Figure 2-1 shows the opening display of Cloudera Manager, which is the Services page.

Figure 2-1 Cloudera Manager Services Page

Description of Figure 2-1 follows
Description of "Figure 2-1 Cloudera Manager Services Page"

2.1.2 Performing Administrative Tasks

As a Cloudera Manager administrator, you can change various properties for monitoring the health and use of Oracle Big Data Appliance, add users, and set up Kerberos security.

To access Cloudera Manager Administration: 

  1. Log in to Cloudera Manager with administrative privileges.

  2. Click Welcome admin at the top right of the page.

2.1.3 Collecting Diagnostic Information

If you need help from Oracle Support to troubleshoot CDH issues, then you should first collect diagnostic information using Cloudera Manager.

To collect diagnostic information about CDH: 

  1. Log in to Cloudera Manager with administrative privileges.

  2. From the Help menu, click Send Diagnostic Data.

  3. Verify that Send Diagnostic Data to Cloudera Automatically is not selected. Keep the other default settings.

  4. Click Collect Host Statistics Globally.

  5. Wait while all statistics are collected on all nodes.

  6. Click Download Result Data and save the ZIP file with the default name. It identifies your CDH license.

  7. Go to My Oracle Support at http://support.oracle.com.

  8. Open a Service Request (SR) if you have not already done so.

  9. Upload the ZIP file into the SR. If the file is too large, then upload it to ftp.oracle.com, as described in the next procedure.

To upload the diagnostics to ftp.oracle.com: 

  1. Open an FTP client and connect to ftp.oracle.com.

    You can use an FTP client such as WinSCP4 to upload the ZIP file. See Example 2-1 if you are using a command-line FTP client.

  2. Log in as user anonymous and leave the password blank.

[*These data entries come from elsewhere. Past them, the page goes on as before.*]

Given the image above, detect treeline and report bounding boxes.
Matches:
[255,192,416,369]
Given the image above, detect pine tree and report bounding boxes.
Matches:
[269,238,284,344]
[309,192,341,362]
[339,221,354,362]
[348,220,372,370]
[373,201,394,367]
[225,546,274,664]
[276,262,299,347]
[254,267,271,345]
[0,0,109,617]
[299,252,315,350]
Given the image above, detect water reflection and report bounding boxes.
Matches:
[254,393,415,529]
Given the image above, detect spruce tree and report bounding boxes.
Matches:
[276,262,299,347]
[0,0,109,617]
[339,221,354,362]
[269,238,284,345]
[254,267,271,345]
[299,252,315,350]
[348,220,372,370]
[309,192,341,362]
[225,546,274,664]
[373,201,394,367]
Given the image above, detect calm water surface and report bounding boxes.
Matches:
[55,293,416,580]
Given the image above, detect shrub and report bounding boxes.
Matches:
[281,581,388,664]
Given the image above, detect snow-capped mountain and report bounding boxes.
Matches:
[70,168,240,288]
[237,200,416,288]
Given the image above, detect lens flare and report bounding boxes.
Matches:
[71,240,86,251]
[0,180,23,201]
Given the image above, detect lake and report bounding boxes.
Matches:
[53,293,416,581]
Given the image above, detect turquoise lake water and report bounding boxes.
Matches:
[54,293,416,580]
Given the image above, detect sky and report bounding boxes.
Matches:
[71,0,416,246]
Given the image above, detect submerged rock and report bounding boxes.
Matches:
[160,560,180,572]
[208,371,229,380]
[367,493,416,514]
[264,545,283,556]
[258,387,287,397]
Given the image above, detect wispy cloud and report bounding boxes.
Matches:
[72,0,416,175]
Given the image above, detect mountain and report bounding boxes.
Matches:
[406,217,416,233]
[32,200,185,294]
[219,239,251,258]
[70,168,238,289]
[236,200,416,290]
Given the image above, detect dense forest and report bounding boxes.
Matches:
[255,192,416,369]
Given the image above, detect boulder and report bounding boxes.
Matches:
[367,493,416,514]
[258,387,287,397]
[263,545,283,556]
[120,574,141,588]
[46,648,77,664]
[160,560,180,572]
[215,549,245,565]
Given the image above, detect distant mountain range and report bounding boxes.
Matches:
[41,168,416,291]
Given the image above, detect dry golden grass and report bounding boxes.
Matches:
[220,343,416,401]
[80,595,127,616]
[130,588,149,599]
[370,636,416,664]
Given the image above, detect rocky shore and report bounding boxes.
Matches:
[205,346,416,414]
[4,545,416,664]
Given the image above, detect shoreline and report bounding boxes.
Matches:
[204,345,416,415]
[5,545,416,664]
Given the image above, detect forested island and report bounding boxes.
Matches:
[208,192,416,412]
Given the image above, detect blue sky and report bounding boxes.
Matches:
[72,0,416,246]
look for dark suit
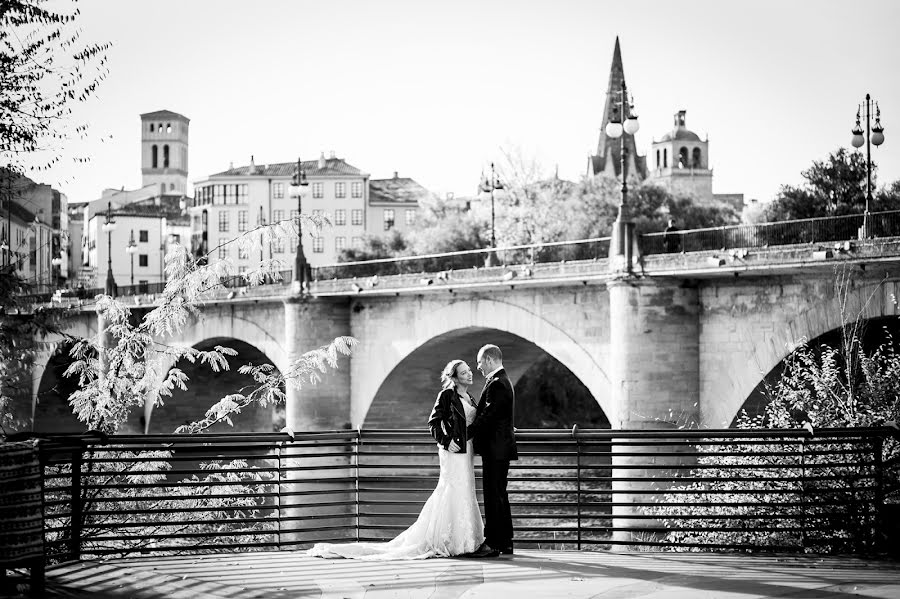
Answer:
[467,369,519,549]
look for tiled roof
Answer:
[210,158,365,178]
[141,110,191,122]
[369,177,432,203]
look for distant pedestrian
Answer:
[663,218,681,254]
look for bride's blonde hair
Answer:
[441,360,466,389]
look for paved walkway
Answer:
[28,550,900,599]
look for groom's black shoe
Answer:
[469,541,500,558]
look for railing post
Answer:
[275,441,284,551]
[572,424,581,551]
[353,427,362,543]
[800,437,809,550]
[69,450,84,560]
[869,437,884,553]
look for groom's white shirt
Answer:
[484,366,503,381]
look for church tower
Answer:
[141,110,191,195]
[649,110,713,202]
[587,37,647,182]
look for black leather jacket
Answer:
[428,387,467,453]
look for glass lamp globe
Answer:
[606,123,624,139]
[850,125,865,148]
[625,115,641,135]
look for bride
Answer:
[307,360,484,561]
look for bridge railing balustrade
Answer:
[24,427,900,561]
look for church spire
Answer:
[588,36,647,180]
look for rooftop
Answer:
[369,173,432,204]
[210,158,366,178]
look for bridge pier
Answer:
[607,278,700,540]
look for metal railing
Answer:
[31,427,900,561]
[15,211,900,303]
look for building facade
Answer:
[189,153,428,274]
[70,110,190,288]
[0,169,68,292]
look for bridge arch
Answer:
[351,298,614,426]
[705,280,900,428]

  3. In the bda/incoming directory, create a directory using the SR number for the name, in the format SRnumber. The resulting directory structure looks like this:

    bda
       incoming
          SRnumber
    
  4. Set the binary option to prevent corruption of binary data.

  5. Upload the diagnostics ZIP file to the bin directory.

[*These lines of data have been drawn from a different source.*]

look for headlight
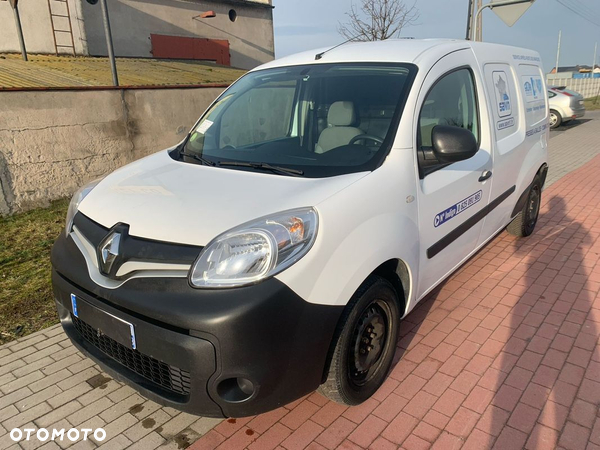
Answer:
[65,178,102,237]
[190,208,319,288]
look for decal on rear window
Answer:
[433,191,483,228]
[492,71,512,117]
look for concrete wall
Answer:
[82,0,275,69]
[0,88,222,215]
[547,77,600,98]
[0,0,275,69]
[0,0,87,55]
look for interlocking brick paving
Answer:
[0,115,600,450]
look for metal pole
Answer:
[473,0,531,43]
[555,30,562,75]
[475,0,483,42]
[13,3,27,61]
[100,0,119,86]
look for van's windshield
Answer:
[178,63,416,177]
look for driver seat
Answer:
[315,102,364,153]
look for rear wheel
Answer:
[319,277,400,405]
[550,109,562,130]
[506,176,542,237]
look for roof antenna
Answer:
[315,35,358,61]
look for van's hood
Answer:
[79,151,368,246]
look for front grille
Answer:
[71,314,190,395]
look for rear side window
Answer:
[419,69,479,148]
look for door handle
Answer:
[479,170,492,183]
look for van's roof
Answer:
[257,39,537,69]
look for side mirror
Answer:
[431,125,479,163]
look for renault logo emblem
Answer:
[98,224,127,277]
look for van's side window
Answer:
[417,68,479,176]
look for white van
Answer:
[52,40,548,417]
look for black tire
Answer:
[319,277,401,406]
[550,109,563,130]
[506,175,542,237]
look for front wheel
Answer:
[506,175,542,237]
[319,277,400,406]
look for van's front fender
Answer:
[277,150,419,312]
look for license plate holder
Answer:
[71,294,137,350]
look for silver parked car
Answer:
[548,87,585,129]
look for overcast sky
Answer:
[273,0,600,71]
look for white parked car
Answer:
[52,40,549,417]
[548,87,585,129]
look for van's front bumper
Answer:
[52,235,343,417]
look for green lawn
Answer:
[584,98,600,111]
[0,200,69,344]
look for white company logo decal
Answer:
[492,71,512,117]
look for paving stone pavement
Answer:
[0,114,600,450]
[546,111,600,186]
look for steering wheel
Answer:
[348,134,383,145]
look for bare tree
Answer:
[338,0,419,41]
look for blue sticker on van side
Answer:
[433,191,483,228]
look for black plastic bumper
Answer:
[52,235,343,417]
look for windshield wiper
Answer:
[179,151,217,167]
[218,161,304,177]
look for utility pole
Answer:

  6. Update the SR with the full path and file name.

Example 2-1 shows the commands to upload the diagnostics using the Windows FTP command interface.

Example 2-1 Uploading Diagnostics Using Windows FTP

ftp> open ftp.oracle.com
Connected to bigip-ftp.oracle.com.
220-***********************************************************************
220-Oracle FTP Server
         .
         .
         .
220-****************************************************************************
 
220
User (bigip-ftp.oracle.com:(none)): anonymous
331 Please specify the password.
Password:
230 Login successful.
ftp> cd bda/incoming
250 Directory successfully changed.
ftp> mkdir SR12345
257 "/bda/incoming/SR12345" created
ftp> cd SR12345
250 Directory successfully changed.
ftp> bin
200 Switching to Binary mode.
ftp> put D:\Downloads\3609df...c1.default.20122505-15-27.host-statistics.zip
200 PORT command successful. Consider using PASV.
150 Ok to send data.
226 File receive OK.
ftp: 706755 bytes sent in 1.97Seconds 358.58Kbytes/sec.

2.2 Using Hadoop Monitoring Utilities

Users can monitor MapReduce jobs without providing a Cloudera Manager user name and password.

2.2.1 Monitoring the JobTracker

Hadoop Map/Reduce Administration monitors the JobTracker, which runs on port 50030 of node03 on Oracle Big Data Appliance.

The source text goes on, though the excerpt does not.